Some people (myself included) were wondering what's hiding behind the "Other" option in the favourite package table. I decided to try and parse the responses myself and I took a different approach -- instead of simply taking all the data in this column and treating it as a multiple choice question (including the free-form responses) I tried to parse only those values who were properly formatted as lists: comma separated, one-entry-per-line, bullet lists and numbered lists. This approach underestimates the package popularity, but it generates less noise. (The code will be attached as the first comment).

What I found, is that even this overly-cautios approach generates "Other" column that is more prominent than the second place (which is still magit). So, I guess, the lesson we learn from that is "don't bother cleaning the data too strictly".

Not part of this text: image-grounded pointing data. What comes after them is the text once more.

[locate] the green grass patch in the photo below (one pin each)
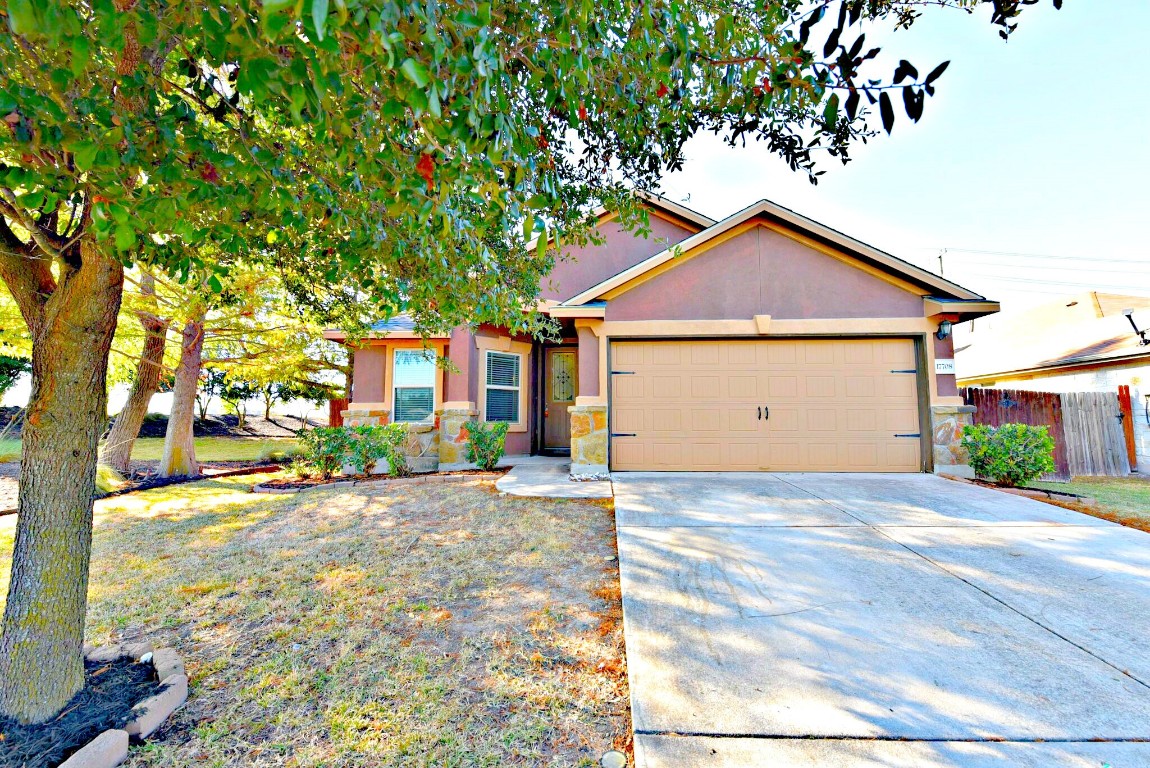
(217, 448)
(1125, 496)
(207, 448)
(376, 626)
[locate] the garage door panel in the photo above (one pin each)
(835, 405)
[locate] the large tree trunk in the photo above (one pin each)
(179, 440)
(117, 447)
(71, 320)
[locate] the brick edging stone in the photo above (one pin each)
(109, 749)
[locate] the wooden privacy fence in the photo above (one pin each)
(1087, 427)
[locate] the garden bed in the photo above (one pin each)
(293, 485)
(128, 693)
(1039, 493)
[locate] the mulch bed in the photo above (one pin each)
(311, 482)
(106, 701)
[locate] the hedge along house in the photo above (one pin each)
(764, 342)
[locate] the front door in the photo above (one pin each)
(560, 379)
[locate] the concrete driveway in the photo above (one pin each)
(879, 620)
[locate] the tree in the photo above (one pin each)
(116, 451)
(236, 393)
(391, 143)
(12, 368)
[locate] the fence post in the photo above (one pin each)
(1124, 402)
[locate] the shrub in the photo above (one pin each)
(330, 448)
(485, 443)
(370, 444)
(1010, 454)
(324, 447)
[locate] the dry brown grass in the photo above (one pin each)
(413, 626)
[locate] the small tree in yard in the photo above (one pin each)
(1010, 454)
(405, 146)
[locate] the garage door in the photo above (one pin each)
(787, 405)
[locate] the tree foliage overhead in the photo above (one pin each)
(390, 140)
(411, 148)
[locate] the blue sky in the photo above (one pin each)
(1036, 146)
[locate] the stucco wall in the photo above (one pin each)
(593, 263)
(1099, 379)
(369, 381)
(764, 273)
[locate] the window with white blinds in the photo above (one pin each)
(503, 388)
(414, 374)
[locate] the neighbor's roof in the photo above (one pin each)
(400, 327)
(881, 259)
(1085, 330)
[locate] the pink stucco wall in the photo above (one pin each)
(588, 363)
(763, 273)
(581, 268)
(369, 382)
(944, 350)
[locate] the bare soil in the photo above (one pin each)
(106, 701)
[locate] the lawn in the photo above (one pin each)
(405, 626)
(1120, 497)
(207, 448)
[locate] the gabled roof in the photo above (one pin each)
(892, 265)
(659, 204)
(400, 327)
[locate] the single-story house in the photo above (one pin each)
(761, 342)
(1087, 343)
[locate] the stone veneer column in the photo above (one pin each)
(589, 442)
(453, 434)
(947, 423)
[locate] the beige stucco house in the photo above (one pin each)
(763, 342)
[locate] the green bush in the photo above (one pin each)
(485, 443)
(324, 448)
(328, 450)
(370, 444)
(1010, 454)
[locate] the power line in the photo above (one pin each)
(1044, 255)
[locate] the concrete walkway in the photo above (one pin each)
(879, 620)
(549, 477)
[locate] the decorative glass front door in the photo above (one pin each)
(561, 378)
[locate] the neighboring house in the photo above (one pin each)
(1081, 344)
(764, 342)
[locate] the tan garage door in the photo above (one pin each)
(787, 405)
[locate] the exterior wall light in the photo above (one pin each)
(1142, 335)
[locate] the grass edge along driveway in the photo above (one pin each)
(416, 626)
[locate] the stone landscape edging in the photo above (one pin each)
(381, 481)
(109, 749)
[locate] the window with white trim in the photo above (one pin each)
(501, 390)
(413, 385)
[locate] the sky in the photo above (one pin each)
(1030, 166)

PS: I understand that this would work better as a pull request, but I was not sure how good is github with diffs of jupyter notebooks.

Answer 1 · 2020-12-13T00:17:35.000Z

import regex


RE_PACKAGE_NAME = "\s*(\w[\d\w+-./*]*)+\s*"
RE_COMMA_SEPARATED_LIST = "(?:" + RE_PACKAGE_NAME + ",)*" + RE_PACKAGE_NAME
RE_BULLET_LIST = "(?:[\W]\s*" + RE_PACKAGE_NAME + "\n)*" + "[\W]\s*" + RE_PACKAGE_NAME
RE_NUMBER_LIST = "(?:[\d]+\.?\s*" + RE_PACKAGE_NAME + "\n)*" + "[\d]+\.?\s*" + RE_PACKAGE_NAME
RE_NEWLINE_SEPARATED_LIST = "(?:" + RE_PACKAGE_NAME + "\n)*" + RE_PACKAGE_NAME


def split_formatted(string):
    """Try to split response according to one of the formats or return a NaN"""
    
    # Lowercase everything
    string = string.lower().strip()
    
    # Drop trainling punctuation
    string = re.sub(r"[.?!]+$", "", string)

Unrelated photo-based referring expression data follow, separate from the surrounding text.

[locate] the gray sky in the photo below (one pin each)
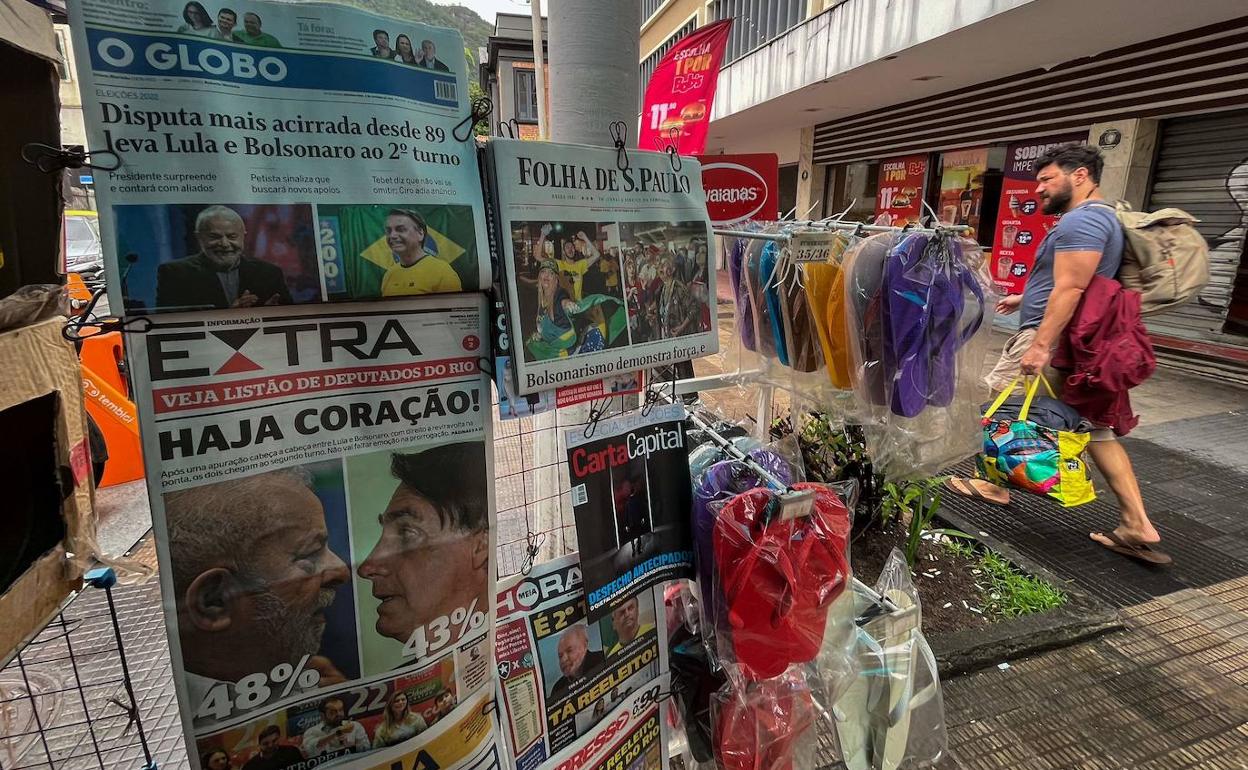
(486, 9)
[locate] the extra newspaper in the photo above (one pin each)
(560, 675)
(605, 260)
(277, 154)
(321, 488)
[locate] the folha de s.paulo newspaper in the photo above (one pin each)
(607, 268)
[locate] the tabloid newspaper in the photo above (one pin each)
(277, 154)
(634, 736)
(605, 262)
(560, 675)
(632, 498)
(322, 497)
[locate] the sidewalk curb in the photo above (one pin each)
(1080, 619)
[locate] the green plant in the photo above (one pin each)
(1005, 592)
(833, 452)
(915, 504)
(1010, 593)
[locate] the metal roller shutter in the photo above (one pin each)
(1202, 167)
(1201, 70)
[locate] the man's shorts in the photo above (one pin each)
(1010, 368)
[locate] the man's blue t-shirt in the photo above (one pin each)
(1090, 226)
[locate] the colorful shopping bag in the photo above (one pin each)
(1032, 457)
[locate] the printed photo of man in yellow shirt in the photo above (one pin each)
(416, 272)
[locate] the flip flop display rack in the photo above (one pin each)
(884, 327)
(790, 654)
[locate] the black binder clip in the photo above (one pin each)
(479, 111)
(619, 136)
(532, 548)
(669, 146)
(597, 411)
(49, 159)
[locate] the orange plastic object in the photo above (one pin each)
(76, 288)
(102, 355)
(119, 421)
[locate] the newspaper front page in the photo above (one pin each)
(559, 674)
(607, 261)
(632, 498)
(277, 154)
(322, 498)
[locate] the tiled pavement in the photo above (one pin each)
(1170, 692)
(1172, 689)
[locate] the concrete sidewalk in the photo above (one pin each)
(1172, 689)
(1170, 692)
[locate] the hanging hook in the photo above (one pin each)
(619, 136)
(670, 147)
(479, 111)
(73, 331)
(49, 159)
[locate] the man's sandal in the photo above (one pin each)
(1141, 552)
(961, 486)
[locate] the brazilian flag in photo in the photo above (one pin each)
(356, 257)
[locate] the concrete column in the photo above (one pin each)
(810, 179)
(1128, 147)
(594, 81)
(594, 55)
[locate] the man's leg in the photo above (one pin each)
(1113, 462)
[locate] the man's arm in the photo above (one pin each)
(1072, 272)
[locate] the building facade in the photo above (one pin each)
(844, 90)
(508, 75)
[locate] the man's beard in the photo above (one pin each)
(1057, 202)
(224, 261)
(293, 633)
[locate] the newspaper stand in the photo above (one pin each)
(106, 729)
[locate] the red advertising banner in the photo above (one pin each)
(680, 92)
(1021, 225)
(741, 187)
(900, 197)
(961, 186)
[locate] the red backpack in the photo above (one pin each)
(779, 577)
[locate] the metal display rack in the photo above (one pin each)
(68, 699)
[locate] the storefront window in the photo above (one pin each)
(851, 189)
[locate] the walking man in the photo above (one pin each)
(1087, 241)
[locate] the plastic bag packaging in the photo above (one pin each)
(31, 305)
(719, 484)
(739, 356)
(920, 318)
(778, 575)
(892, 713)
(766, 725)
(694, 683)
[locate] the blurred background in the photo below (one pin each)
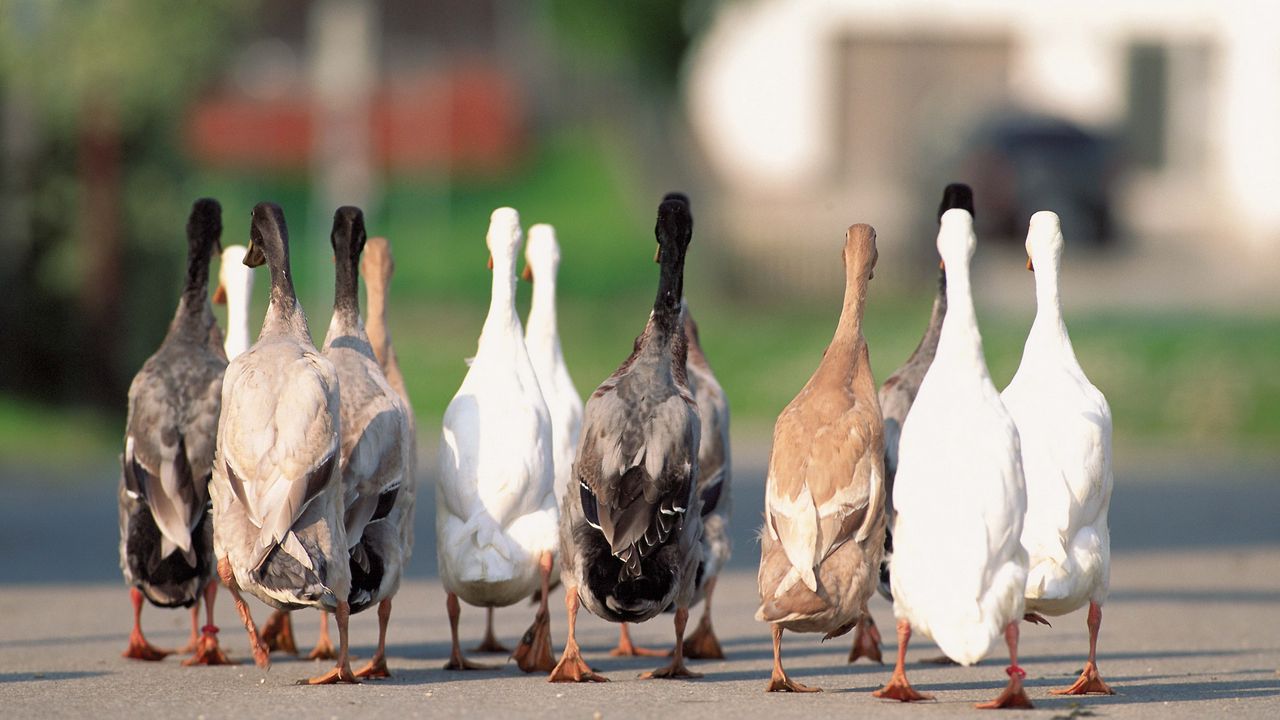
(1148, 127)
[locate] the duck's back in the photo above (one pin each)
(1065, 428)
(959, 566)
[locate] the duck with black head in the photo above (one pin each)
(630, 534)
(167, 548)
(277, 488)
(824, 491)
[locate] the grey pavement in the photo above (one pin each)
(1192, 628)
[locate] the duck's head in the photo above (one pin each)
(1043, 241)
(268, 237)
(205, 228)
(675, 229)
(376, 263)
(542, 253)
(348, 235)
(233, 274)
(956, 195)
(504, 236)
(860, 253)
(956, 241)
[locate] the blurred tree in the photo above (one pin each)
(647, 40)
(94, 98)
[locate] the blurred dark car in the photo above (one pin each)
(1022, 163)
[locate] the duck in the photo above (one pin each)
(714, 470)
(1065, 428)
(376, 445)
(234, 291)
(167, 550)
(959, 568)
(497, 516)
(895, 397)
(824, 491)
(277, 487)
(630, 529)
(376, 267)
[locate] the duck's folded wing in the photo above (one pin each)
(636, 479)
(282, 446)
(823, 491)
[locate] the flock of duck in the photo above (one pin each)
(288, 472)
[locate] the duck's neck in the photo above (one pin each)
(1050, 328)
(283, 313)
(237, 317)
(375, 319)
(542, 313)
(848, 346)
(346, 294)
(195, 315)
(928, 346)
(959, 336)
(502, 319)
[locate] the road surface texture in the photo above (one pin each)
(1192, 628)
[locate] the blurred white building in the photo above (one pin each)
(813, 114)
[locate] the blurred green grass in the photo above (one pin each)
(1173, 381)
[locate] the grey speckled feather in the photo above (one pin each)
(172, 423)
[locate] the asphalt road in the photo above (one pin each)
(1191, 629)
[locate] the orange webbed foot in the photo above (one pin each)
(1088, 683)
(208, 651)
(900, 689)
(374, 670)
(1013, 696)
(703, 643)
(574, 669)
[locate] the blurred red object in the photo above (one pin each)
(471, 121)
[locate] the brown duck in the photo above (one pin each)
(824, 493)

    match = regex.fullmatch(RE_PACKAGE_NAME, string)
    if match:
        return match.captures(1)

    match = regex.fullmatch(RE_NUMBER_LIST, string)
    if match:
        return match.captures(1) + match.captures(2)
    
    match = regex.fullmatch(RE_BULLET_LIST, string)
    if match:
        return match.captures(1) + match.captures(2)
    
    match = regex.fullmatch(RE_COMMA_SEPARATED_LIST, string)
    if match:
        return match.captures(1) + match.captures(2)
    
    match = regex.fullmatch(RE_NEWLINE_SEPARATED_LIST, string)
    if match:
        return match.captures(1) + match.captures(2)
    
    return np.nan


def normalize_package(package_name):
    if package_name.endswith(".") or package_name.endswith(","):
        package_name = package_name[:-1]
    
    if package_name.endswith(".el"):
        package_name = package_name[:-3]
    
    if package_name.endswith("-mode"):
        package_name = package_name[:-5]
    
    return package_name


packages = data["Can you list some of your favorite packages?"].dropna()

# Collect the responses corresponding to formats defined above.
# Surprisingly this covers around 80% of responses.
formatted_responses = packages.map(split_formatted)

# Let's compile the high-scores
favourite_packages = pd.Series(formatted_responses.dropna().sum())
favourite_packages = favourite_packages.map(normalize_package)

favourite_packages = (
    favourite_packages
      .groupby(favourite_packages)
      .size()
      .sort_values(ascending=False))

with pd.option_context("display.max_rows", None):
    from IPython.display import display
    display(favourite_packages.to_frame())

Answer 2 · 2020-12-17T18:05:12.000Z

Thank you for sharing this and for the kind words!
I like your results and included your code in the notebook and referred to this issue. I also don't know how diffs of jupyter notebook would work so this is safer.